Um dos achados mais relevantes do estudo é que o problema é altamente concentrado: em média, apenas 20 pesticidas por país respondem por mais de 90% da toxicidade total aplicada. Diferentes classes químicas dominam os impactos. Por exemplo, inseticidas como piretroides e organofosforados contribuíram com mais de 80% do TAT de invertebrados aquáticos, peixes e artrópodes terrestres. Neonicotinoides, organofosforados e lactonas representaram mais de 80% do TAT de polinizadores. Herbicidas de alto volume, como acetoclor, paraquat e glifosato, pertencem a classes associadas a riscos ambientais e à saúde humana.

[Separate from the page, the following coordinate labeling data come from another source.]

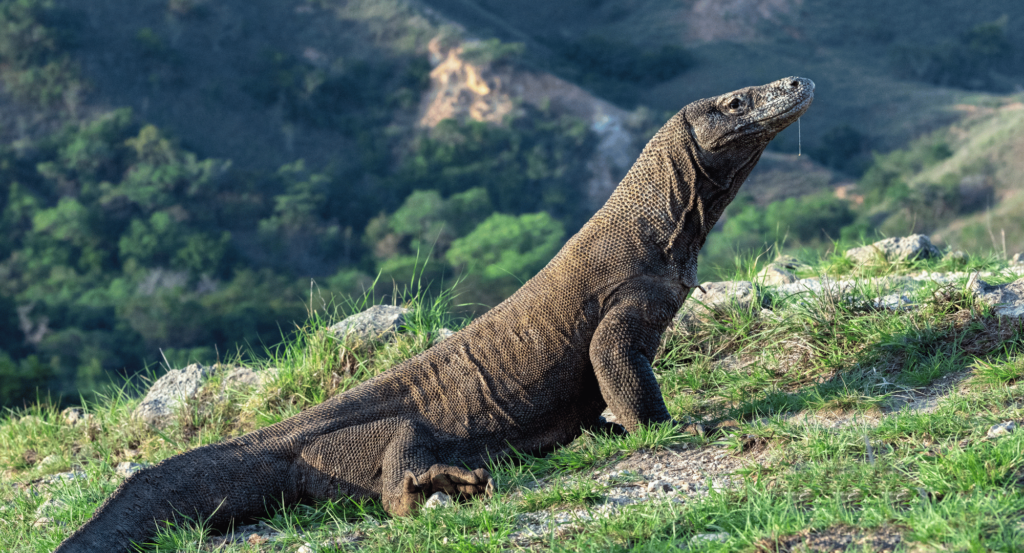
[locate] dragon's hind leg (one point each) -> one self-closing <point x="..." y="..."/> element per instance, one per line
<point x="412" y="469"/>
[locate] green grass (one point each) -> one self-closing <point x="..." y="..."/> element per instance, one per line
<point x="932" y="476"/>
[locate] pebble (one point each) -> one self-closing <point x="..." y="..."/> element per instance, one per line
<point x="658" y="485"/>
<point x="721" y="538"/>
<point x="438" y="499"/>
<point x="127" y="468"/>
<point x="49" y="507"/>
<point x="1001" y="429"/>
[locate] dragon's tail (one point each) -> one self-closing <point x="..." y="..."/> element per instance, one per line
<point x="216" y="484"/>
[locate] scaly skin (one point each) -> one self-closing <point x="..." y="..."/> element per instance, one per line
<point x="529" y="374"/>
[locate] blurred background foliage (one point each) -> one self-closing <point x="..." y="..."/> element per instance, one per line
<point x="181" y="180"/>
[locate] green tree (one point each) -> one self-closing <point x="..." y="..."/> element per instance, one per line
<point x="505" y="246"/>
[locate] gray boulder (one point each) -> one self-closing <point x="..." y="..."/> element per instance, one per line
<point x="894" y="250"/>
<point x="1008" y="299"/>
<point x="377" y="323"/>
<point x="169" y="392"/>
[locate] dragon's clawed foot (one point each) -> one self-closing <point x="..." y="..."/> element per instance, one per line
<point x="455" y="481"/>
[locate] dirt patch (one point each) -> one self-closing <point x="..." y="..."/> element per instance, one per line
<point x="834" y="539"/>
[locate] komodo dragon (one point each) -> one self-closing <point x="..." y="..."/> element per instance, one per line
<point x="529" y="374"/>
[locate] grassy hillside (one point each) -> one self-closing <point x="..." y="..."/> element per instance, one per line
<point x="177" y="175"/>
<point x="860" y="429"/>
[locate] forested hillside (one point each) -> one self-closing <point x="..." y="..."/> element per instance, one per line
<point x="183" y="179"/>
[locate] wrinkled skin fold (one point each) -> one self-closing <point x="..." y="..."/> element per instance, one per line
<point x="530" y="374"/>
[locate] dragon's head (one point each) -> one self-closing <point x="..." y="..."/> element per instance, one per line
<point x="730" y="131"/>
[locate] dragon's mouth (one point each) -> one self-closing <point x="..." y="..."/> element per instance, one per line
<point x="795" y="111"/>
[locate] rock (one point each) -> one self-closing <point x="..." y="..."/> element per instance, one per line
<point x="72" y="416"/>
<point x="49" y="461"/>
<point x="788" y="262"/>
<point x="50" y="507"/>
<point x="1001" y="429"/>
<point x="64" y="476"/>
<point x="443" y="334"/>
<point x="438" y="499"/>
<point x="894" y="250"/>
<point x="127" y="468"/>
<point x="658" y="485"/>
<point x="377" y="323"/>
<point x="170" y="391"/>
<point x="719" y="296"/>
<point x="1007" y="299"/>
<point x="774" y="275"/>
<point x="30" y="420"/>
<point x="700" y="539"/>
<point x="955" y="255"/>
<point x="244" y="377"/>
<point x="894" y="302"/>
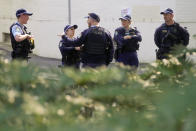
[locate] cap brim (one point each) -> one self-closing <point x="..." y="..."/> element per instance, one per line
<point x="75" y="27"/>
<point x="87" y="17"/>
<point x="162" y="13"/>
<point x="30" y="14"/>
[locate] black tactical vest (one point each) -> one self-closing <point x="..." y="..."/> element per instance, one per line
<point x="96" y="43"/>
<point x="24" y="46"/>
<point x="132" y="44"/>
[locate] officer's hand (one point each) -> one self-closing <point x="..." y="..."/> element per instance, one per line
<point x="77" y="48"/>
<point x="127" y="37"/>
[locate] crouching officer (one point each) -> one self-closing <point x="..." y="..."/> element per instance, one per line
<point x="22" y="42"/>
<point x="169" y="34"/>
<point x="70" y="54"/>
<point x="97" y="44"/>
<point x="127" y="39"/>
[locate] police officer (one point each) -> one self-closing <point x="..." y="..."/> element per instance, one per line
<point x="97" y="44"/>
<point x="20" y="39"/>
<point x="169" y="34"/>
<point x="70" y="54"/>
<point x="127" y="39"/>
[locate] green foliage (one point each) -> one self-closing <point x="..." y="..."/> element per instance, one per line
<point x="117" y="99"/>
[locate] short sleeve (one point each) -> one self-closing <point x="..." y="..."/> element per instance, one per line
<point x="16" y="30"/>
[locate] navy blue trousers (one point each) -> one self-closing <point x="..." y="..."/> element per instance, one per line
<point x="129" y="58"/>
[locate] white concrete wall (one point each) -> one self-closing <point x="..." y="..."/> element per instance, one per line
<point x="50" y="17"/>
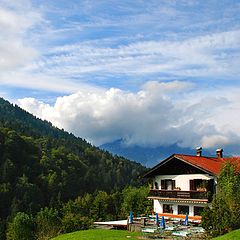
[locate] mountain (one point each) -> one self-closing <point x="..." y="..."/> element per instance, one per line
<point x="41" y="165"/>
<point x="148" y="156"/>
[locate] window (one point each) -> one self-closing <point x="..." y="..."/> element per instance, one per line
<point x="167" y="184"/>
<point x="167" y="208"/>
<point x="198" y="211"/>
<point x="198" y="184"/>
<point x="183" y="209"/>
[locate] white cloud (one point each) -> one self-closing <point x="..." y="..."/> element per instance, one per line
<point x="215" y="55"/>
<point x="147" y="117"/>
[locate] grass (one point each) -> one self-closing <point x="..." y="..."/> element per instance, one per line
<point x="234" y="235"/>
<point x="99" y="234"/>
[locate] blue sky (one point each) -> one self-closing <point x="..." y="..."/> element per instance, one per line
<point x="89" y="59"/>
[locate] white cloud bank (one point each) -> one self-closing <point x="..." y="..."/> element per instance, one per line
<point x="159" y="114"/>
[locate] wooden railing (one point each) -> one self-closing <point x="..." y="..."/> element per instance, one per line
<point x="180" y="194"/>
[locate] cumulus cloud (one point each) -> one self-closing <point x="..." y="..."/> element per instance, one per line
<point x="158" y="114"/>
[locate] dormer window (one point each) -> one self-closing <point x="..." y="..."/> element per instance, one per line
<point x="167" y="184"/>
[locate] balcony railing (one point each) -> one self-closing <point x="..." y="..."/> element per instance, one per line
<point x="181" y="194"/>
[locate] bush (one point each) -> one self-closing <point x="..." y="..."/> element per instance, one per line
<point x="48" y="223"/>
<point x="21" y="228"/>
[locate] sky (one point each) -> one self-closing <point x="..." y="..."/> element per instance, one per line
<point x="151" y="73"/>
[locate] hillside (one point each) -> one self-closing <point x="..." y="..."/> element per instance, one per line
<point x="41" y="165"/>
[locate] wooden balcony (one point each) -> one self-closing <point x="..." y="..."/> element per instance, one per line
<point x="176" y="194"/>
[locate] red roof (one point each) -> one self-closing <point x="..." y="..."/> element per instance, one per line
<point x="210" y="164"/>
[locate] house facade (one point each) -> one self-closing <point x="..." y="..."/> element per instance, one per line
<point x="184" y="183"/>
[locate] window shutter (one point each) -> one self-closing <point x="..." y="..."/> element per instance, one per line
<point x="162" y="184"/>
<point x="192" y="185"/>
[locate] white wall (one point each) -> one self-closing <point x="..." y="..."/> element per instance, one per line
<point x="182" y="181"/>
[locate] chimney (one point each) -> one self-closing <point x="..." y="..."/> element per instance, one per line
<point x="199" y="151"/>
<point x="219" y="152"/>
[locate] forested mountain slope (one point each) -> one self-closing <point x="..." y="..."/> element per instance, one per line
<point x="41" y="165"/>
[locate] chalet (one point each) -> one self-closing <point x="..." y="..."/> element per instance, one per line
<point x="184" y="183"/>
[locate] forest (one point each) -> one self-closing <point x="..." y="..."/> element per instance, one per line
<point x="45" y="171"/>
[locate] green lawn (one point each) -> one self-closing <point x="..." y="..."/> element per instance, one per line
<point x="98" y="234"/>
<point x="234" y="235"/>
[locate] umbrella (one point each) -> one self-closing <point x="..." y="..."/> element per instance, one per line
<point x="162" y="222"/>
<point x="186" y="220"/>
<point x="131" y="217"/>
<point x="157" y="220"/>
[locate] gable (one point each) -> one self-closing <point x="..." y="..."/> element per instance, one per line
<point x="175" y="166"/>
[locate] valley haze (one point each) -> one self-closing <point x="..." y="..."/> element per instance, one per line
<point x="150" y="74"/>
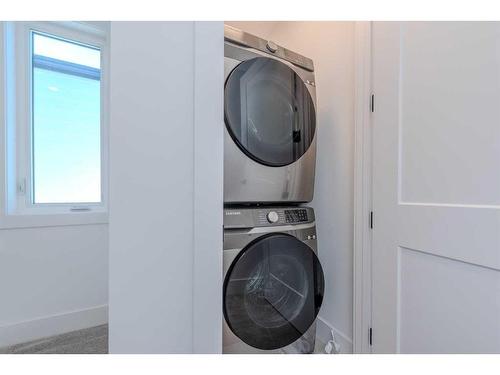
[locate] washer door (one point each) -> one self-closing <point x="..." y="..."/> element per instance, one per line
<point x="273" y="291"/>
<point x="269" y="112"/>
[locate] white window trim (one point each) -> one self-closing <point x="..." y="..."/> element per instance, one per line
<point x="18" y="209"/>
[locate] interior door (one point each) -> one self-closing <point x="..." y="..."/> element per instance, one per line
<point x="436" y="187"/>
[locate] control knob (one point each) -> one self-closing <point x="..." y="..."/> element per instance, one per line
<point x="272" y="217"/>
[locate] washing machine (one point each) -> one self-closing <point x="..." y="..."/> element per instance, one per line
<point x="273" y="281"/>
<point x="270" y="122"/>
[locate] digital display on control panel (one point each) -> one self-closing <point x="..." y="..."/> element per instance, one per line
<point x="295" y="216"/>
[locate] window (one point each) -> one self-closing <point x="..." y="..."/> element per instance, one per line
<point x="56" y="123"/>
<point x="66" y="108"/>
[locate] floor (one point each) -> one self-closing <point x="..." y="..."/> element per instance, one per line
<point x="86" y="341"/>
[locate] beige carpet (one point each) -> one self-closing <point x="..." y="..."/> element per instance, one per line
<point x="85" y="341"/>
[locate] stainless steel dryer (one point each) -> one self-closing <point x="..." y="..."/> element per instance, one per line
<point x="273" y="280"/>
<point x="270" y="122"/>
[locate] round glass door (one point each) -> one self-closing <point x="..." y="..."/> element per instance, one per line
<point x="269" y="111"/>
<point x="273" y="291"/>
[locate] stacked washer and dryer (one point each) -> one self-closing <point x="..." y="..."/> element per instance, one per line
<point x="273" y="280"/>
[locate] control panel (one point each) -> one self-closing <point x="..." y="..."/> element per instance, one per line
<point x="280" y="216"/>
<point x="266" y="216"/>
<point x="296" y="216"/>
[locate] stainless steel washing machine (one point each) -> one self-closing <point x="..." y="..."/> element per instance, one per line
<point x="273" y="280"/>
<point x="270" y="122"/>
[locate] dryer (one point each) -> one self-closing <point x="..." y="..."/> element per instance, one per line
<point x="270" y="122"/>
<point x="273" y="281"/>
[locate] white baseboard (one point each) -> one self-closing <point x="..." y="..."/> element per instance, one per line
<point x="52" y="325"/>
<point x="323" y="333"/>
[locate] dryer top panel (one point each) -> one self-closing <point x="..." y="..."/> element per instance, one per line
<point x="240" y="37"/>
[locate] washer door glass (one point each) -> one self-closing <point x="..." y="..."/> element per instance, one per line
<point x="273" y="291"/>
<point x="269" y="111"/>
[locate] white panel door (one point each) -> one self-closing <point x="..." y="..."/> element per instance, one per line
<point x="436" y="187"/>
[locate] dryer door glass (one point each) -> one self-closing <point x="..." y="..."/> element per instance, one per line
<point x="269" y="111"/>
<point x="273" y="291"/>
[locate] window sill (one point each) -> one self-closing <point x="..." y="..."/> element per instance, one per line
<point x="52" y="220"/>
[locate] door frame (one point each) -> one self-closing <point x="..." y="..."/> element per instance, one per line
<point x="363" y="108"/>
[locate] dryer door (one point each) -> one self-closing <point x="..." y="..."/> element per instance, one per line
<point x="273" y="291"/>
<point x="269" y="111"/>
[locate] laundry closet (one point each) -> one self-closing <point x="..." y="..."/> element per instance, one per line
<point x="258" y="172"/>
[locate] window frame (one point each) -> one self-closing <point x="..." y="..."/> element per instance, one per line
<point x="19" y="168"/>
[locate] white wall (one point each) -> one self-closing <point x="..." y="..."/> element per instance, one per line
<point x="166" y="187"/>
<point x="53" y="279"/>
<point x="331" y="46"/>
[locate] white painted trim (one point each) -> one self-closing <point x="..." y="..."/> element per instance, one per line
<point x="52" y="325"/>
<point x="323" y="334"/>
<point x="362" y="189"/>
<point x="208" y="200"/>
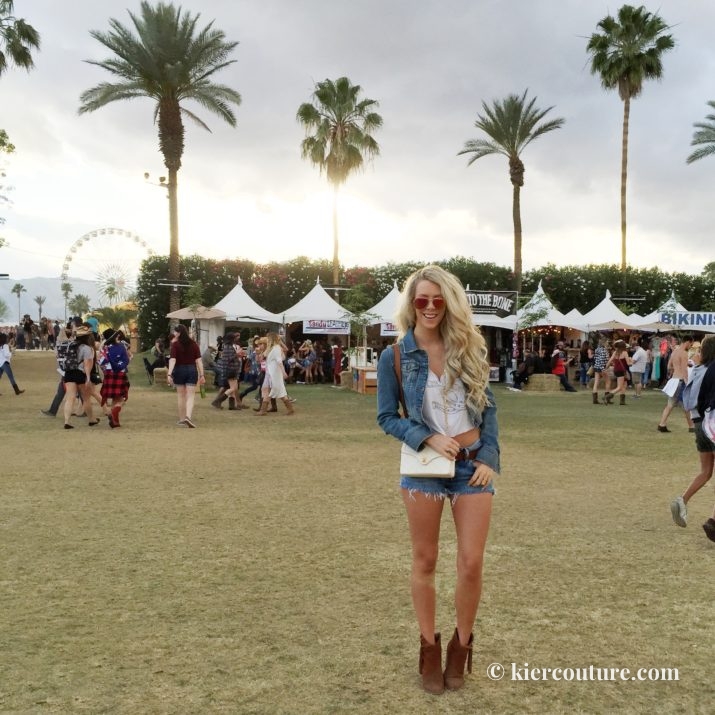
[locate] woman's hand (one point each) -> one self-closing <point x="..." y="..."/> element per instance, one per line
<point x="483" y="474"/>
<point x="446" y="446"/>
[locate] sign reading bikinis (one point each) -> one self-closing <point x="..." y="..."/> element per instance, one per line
<point x="689" y="319"/>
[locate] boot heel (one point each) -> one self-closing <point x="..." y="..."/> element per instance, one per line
<point x="430" y="665"/>
<point x="457" y="656"/>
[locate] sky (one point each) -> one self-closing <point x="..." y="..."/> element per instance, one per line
<point x="245" y="192"/>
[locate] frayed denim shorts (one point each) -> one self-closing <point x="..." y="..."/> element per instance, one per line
<point x="441" y="488"/>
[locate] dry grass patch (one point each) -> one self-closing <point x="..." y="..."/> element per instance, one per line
<point x="261" y="565"/>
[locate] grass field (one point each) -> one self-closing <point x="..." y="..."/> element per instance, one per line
<point x="260" y="566"/>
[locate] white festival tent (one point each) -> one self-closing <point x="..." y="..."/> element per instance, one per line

Para conter a escalada dos riscos, os pesquisadores indicam três frentes principais: substituição de pesticidas altamente tóxicos, expansão da agricultura orgânica e adoção de alternativas não químicas. Tecnologias de controle biológico, diversificação agrícola e manejo mais preciso são apontadas como estratégias capazes de reduzir impactos sem comprometer a produtividade. No entanto, a maioria dos países, incluindo o Brasil, precisa reverter padrões de uso consolidados há décadas, o que exigirá mudanças estruturais profundas.

O estudo reforça a urgência de ações coordenadas, especialmente em um contexto onde notícias recentes – como a manutenção de isenções fiscais para agrotóxicos pelo STF, alertas sobre o impacto dessas substâncias em populações vulneráveis e a sanção com vetos do Projeto de Lei dos Agrotóxicos pelo presidente Lula – destacam os desafios regulatórios e sociais envolvidos. A trajetória atual sugere que, sem intervenções significativas, a meta global de redução de toxicidade até 2030 permanecerá distante, com sérias consequências para a biodiversidade e a saúde pública.